Miss Wickham gathered up her skirts and followed down the stairs, Viner going cautiously in front, with the light held before him in such a fashion that he could see every step. At a turn in the stairway he came across a door, and opening it, saw that it stood at the end of a narrow passage running through the house; at the farther end of the passage he recognized an oak cabinet which he had noticed when Mrs. Killenhall first admitted him.
"I see how these people, whoever they are, manage matters," he remarked over his shoulder as he led his companion forward. "This place has a front and a back entrance. If you don't want to be seen, you know, well, it's convenient. We're approaching the back—and here it is."
The stairs came to an end deep down in the house, terminating in a door which Viner, after leaving his silver-sticked candle, only blown out, on the last step, carefully opened. There before him lay a narrow whitewashed yard, at the end of which they could see a street, evidently pretty much like the rest of the streets in that district. But in the yard a pale-cheeked, sharp-eyed urchin was feeding a couple of rabbits in a wire-faced soap-box, and him Viner immediately hailed.
"You're a smart-looking lad," he said. "Would you like five shillings? Well, have you seen Dr. Martincole this afternoon? You know, the doctor who comes to the house behind us?"
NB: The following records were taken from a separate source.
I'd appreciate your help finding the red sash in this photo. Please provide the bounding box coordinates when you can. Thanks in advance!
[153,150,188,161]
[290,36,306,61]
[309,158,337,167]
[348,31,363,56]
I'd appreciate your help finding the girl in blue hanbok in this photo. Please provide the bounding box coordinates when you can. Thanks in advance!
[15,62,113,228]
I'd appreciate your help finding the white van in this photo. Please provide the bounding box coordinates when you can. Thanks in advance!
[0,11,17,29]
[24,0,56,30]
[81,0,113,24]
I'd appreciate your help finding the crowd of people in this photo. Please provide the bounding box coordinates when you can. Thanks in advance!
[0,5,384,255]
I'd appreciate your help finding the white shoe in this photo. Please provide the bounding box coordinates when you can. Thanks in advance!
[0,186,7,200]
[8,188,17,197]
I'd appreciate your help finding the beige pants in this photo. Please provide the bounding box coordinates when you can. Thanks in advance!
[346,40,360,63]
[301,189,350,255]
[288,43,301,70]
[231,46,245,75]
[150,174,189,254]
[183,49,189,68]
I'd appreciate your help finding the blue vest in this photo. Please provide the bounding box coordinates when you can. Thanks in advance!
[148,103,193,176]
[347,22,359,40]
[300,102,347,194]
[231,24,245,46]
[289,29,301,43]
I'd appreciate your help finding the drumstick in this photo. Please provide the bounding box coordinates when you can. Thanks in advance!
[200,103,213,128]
"See him go out abaht an hour ago, guv'nor—wiv anuvver gent," said the lad eagerly, his bright eyes wavering between Viner's face and the hand which he had thrust in his pocket. He pointed to the distant entrance of the yard. "Went aht that way, they did."
"Ah! And what was the other gentleman like?" asked Viner.
"Swell!" answered the informant. "Proper swell, he was!"
"And Dr. Martincole?" Viner continued. "You've seen him many a time, of course. Now what's he like!"
"He's a tall gentleman," said the boy, after some evidently painful thought.
"Yes, but what else—has he got a beard?" asked Viner.